Versão em que formiga e cigarra se entendem
A história da fábula é pra lá de conhecida: era uma vez uma formiguinha muito trabalhadora, que, não poupava esforços durante o verão, armazenando alimentos para o inverno. Enquanto isso, sua vizinha, a cigarra, divertia-se a valer, só pensando em cantar e dançar, sem nenhuma preocupação como futuro.
Se na história original, a cigarra paga um preço muito caro por sua irreverência, a adaptação de Denise Crispun suaviza a rígida moral de La Fontaine, fazendo com que a formiga e a cigarra aprendam, a respeitar as diferenças de personalidade de cada uma e que até tirem proveito delas para promover mudanças em suas próprias vidas. Sem dúvida, uma versão bem mais compatível com as crianças do século XXI.

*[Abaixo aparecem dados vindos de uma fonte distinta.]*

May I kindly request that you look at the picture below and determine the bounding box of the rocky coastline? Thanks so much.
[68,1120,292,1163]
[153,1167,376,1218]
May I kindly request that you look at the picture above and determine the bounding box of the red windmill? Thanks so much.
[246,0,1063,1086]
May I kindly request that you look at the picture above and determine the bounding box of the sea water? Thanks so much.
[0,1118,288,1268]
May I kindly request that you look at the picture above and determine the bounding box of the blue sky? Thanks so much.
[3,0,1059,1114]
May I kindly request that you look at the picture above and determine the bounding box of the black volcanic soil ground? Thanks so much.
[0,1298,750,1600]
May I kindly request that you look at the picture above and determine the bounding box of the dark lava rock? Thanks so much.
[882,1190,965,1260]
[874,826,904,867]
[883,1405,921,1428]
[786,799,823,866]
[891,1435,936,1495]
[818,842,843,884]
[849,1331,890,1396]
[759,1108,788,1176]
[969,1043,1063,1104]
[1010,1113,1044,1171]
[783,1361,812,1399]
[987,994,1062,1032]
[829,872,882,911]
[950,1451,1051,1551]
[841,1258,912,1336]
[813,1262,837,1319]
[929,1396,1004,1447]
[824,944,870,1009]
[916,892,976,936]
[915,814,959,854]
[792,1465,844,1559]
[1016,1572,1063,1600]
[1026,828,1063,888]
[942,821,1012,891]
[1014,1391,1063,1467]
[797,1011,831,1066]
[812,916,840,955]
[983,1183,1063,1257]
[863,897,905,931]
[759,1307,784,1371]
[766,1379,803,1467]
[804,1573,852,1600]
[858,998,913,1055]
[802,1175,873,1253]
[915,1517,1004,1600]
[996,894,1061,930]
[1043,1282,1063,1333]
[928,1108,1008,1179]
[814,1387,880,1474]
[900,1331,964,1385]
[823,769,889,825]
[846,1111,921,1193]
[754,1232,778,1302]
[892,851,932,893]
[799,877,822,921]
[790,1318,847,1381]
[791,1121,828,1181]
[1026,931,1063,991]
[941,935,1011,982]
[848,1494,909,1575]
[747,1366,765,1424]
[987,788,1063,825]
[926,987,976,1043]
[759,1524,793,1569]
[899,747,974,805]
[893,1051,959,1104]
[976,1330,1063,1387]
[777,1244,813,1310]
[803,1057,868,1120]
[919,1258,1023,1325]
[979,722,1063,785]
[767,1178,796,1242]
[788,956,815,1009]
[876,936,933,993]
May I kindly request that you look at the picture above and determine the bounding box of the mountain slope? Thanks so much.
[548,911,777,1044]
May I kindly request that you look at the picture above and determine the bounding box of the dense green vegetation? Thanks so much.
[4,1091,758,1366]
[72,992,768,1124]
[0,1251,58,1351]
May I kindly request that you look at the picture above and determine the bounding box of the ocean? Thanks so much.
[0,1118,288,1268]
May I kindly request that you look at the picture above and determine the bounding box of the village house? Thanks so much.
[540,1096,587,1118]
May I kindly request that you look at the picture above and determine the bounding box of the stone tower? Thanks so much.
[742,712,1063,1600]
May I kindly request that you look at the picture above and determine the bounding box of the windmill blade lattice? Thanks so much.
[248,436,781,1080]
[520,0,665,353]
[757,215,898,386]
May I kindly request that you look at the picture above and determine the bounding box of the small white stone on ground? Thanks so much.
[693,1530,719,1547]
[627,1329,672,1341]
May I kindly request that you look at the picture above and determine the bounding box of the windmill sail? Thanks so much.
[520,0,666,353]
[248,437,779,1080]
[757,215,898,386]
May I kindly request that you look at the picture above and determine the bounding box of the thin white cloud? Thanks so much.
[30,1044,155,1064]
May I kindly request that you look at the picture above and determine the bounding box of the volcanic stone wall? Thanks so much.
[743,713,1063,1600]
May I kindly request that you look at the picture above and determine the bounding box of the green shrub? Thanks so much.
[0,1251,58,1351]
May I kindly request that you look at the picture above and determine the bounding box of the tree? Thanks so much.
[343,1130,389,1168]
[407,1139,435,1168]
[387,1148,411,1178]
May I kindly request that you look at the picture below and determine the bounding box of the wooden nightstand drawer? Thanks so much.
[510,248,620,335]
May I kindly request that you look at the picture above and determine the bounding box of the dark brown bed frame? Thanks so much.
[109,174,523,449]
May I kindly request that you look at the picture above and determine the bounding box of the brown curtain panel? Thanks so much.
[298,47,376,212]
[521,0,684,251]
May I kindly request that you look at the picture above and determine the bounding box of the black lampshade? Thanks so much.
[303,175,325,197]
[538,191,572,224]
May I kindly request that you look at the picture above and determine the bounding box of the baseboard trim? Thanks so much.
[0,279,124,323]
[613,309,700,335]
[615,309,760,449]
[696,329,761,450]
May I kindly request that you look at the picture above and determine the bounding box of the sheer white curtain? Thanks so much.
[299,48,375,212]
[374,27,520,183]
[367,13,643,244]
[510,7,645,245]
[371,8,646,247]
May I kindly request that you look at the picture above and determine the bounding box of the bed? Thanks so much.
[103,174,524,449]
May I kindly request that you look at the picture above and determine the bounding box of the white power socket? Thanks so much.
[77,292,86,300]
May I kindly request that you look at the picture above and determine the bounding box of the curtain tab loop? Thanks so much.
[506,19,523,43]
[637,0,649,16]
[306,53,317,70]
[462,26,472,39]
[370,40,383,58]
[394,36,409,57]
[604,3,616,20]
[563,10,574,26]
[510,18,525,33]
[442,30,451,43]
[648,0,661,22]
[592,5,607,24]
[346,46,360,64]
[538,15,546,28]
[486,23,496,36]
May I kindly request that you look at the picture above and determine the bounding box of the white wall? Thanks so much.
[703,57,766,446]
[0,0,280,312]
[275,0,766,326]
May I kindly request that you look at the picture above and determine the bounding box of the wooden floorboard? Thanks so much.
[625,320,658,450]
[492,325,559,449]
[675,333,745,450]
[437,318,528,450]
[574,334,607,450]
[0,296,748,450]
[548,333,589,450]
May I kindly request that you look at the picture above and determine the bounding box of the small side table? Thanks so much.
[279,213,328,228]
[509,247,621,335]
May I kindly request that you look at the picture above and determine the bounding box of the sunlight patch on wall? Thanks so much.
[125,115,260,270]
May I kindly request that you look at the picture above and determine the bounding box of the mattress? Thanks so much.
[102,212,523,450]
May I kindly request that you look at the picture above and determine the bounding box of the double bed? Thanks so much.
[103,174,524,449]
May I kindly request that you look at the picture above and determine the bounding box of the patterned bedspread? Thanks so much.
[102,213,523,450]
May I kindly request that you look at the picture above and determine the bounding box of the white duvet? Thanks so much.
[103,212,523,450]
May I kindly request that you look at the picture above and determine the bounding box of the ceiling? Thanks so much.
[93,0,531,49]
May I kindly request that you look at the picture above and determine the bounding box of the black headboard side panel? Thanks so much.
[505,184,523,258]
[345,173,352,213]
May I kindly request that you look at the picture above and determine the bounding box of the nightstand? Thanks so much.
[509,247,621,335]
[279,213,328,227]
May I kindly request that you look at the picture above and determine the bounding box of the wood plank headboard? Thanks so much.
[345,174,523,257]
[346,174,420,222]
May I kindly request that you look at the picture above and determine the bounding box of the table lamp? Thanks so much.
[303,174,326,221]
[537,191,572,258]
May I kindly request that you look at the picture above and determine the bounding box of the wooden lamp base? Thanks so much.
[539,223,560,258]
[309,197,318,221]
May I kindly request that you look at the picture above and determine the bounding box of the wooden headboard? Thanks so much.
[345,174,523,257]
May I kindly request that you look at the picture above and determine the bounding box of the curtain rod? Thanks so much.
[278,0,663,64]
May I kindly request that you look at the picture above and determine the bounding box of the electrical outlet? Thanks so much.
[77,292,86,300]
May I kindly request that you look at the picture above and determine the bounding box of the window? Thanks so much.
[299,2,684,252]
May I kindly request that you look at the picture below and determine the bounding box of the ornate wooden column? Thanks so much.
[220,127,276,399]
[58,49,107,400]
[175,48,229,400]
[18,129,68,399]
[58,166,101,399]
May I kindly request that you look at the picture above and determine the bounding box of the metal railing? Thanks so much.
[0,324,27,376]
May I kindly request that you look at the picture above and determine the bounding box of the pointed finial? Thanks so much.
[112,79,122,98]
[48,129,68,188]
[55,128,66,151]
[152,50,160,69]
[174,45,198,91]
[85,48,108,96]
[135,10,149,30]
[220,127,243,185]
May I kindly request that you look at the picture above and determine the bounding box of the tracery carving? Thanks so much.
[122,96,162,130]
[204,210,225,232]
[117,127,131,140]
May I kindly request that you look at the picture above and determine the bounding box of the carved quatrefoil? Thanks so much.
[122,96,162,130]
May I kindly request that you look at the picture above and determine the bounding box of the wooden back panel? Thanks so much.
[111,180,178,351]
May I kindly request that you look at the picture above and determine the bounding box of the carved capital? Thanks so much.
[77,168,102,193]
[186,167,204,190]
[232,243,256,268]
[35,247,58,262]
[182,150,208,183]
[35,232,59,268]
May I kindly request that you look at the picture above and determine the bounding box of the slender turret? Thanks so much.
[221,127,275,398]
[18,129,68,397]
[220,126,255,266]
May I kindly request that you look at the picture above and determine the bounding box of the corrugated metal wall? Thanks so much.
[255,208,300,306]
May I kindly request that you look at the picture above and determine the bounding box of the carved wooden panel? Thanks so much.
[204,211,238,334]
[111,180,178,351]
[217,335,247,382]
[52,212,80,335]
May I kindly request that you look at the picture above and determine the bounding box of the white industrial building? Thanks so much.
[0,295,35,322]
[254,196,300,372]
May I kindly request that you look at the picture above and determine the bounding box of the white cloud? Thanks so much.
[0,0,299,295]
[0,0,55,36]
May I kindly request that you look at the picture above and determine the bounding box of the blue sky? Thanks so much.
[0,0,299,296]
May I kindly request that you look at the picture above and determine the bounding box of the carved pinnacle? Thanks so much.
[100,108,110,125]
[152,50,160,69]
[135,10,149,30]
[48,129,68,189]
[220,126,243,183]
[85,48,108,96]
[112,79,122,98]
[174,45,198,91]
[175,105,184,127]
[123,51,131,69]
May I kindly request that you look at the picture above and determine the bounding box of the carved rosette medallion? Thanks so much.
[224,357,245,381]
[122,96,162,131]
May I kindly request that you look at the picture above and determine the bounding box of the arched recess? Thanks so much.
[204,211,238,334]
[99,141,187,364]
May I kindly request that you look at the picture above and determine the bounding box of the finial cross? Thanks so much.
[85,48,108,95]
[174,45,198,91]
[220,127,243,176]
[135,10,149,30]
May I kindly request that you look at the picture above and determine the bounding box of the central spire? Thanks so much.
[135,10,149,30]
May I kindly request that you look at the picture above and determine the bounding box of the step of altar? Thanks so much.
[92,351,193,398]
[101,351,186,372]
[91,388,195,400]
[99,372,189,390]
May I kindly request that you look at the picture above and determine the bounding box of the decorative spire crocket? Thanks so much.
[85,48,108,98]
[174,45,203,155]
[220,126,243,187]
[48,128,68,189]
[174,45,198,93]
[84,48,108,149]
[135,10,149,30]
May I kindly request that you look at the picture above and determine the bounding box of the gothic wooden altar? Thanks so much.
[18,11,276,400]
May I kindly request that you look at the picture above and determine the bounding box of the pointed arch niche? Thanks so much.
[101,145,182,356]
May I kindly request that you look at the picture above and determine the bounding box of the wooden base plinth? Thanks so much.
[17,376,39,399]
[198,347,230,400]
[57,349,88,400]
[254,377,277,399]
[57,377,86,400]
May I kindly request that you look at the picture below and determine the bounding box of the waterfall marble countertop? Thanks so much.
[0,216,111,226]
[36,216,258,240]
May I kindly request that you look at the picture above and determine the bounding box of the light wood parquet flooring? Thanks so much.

Se a autora é muito feliz na sua interpretação do texto, talvez tenha se empolgado ao escrever a peça, criando longos textos tanto para a narradora quanto para a personagem da formiga. Por exemplo, os primeiros momentos da peça, em que a atriz preenche o palco apenas com movimentos corporais e expressões faciais, sem nenhuma fala, são ótimos. Logo depois, entra uma fala da narradora que seria totalmente dispensável. Por que não emendar logo a cena dela com a formiga? A primeira fala da formiga, depois de sua coreografia também é muito longa. No meio de tantas palavras, ótimos trechos do texto acabam sendo perdidos pelas crianças. O fato de as três personagens serem vividas por uma só atriz também pode ter reforçado a impressão de que a peça tem muito texto, já que A Cigarra e a Formiga não podem contracenar e muito do que poderia ser vivido no palco acaba sendo contado pela narradora.
Atriz vive três personagens diferentes
Josie Antello, ótima atriz, dá muito bem conta das três personagens, estando irretocável na personagem da formiga. Na verdade, a atriz, além de ter carisma, tem uma enorme facilidade de se comunicar com o público infantil. A maior prova disso é que o espaço reservado para as crianças, bem colado ao palco, começa vazio e acaba praticamente tomado. É que durante o espetáculo as crianças vão deixando a timidez de lado e se aproximando da atriz. Outro fato curioso é que os adultos se divertem muito durante a peça, possivelmente por não perderem nenhuma das boas tiradas do texto. A participação do músico Felipe Antello é muita bem aproveitada na montagem. Além de executar todos os efeitos sonoros ao vivo, com instrumentos de percussão, ele ainda faz pequenas, porém proveitosas, participações como ator.
A parte técnica do espetáculo está muito bem resolvida. A direção de arte de Rui Cortez é cuidadosa, assim como a, iluminação e a sombra chinesa de Djalma Amaral. As aparições da cigarra e da formiga projetadas em pequenas telas no fundo do palco, encantam as crianças. Rui Cortez, também responsável pela criação do cenário, executado por Alcino Gianginotto, resolve com habilidade a distribuição do cenário, encontrando boas soluções para o revezamento da, atriz em três personagens. E os figurinos, também dele, são criativos e divertidos. As músicas de Beto Brown e Andrea Spada funcionam muito bem na peça. O “funk da formiga” é divertidíssimo.
A Cigarra e a Formiga é um trabalho bem realizado por toda a equipe, em especial pelo diretor Beto Brown. Valorizando o texto de Denise Crispun e o talento de Josie Antello, ele cria um espetáculo que contagia o público.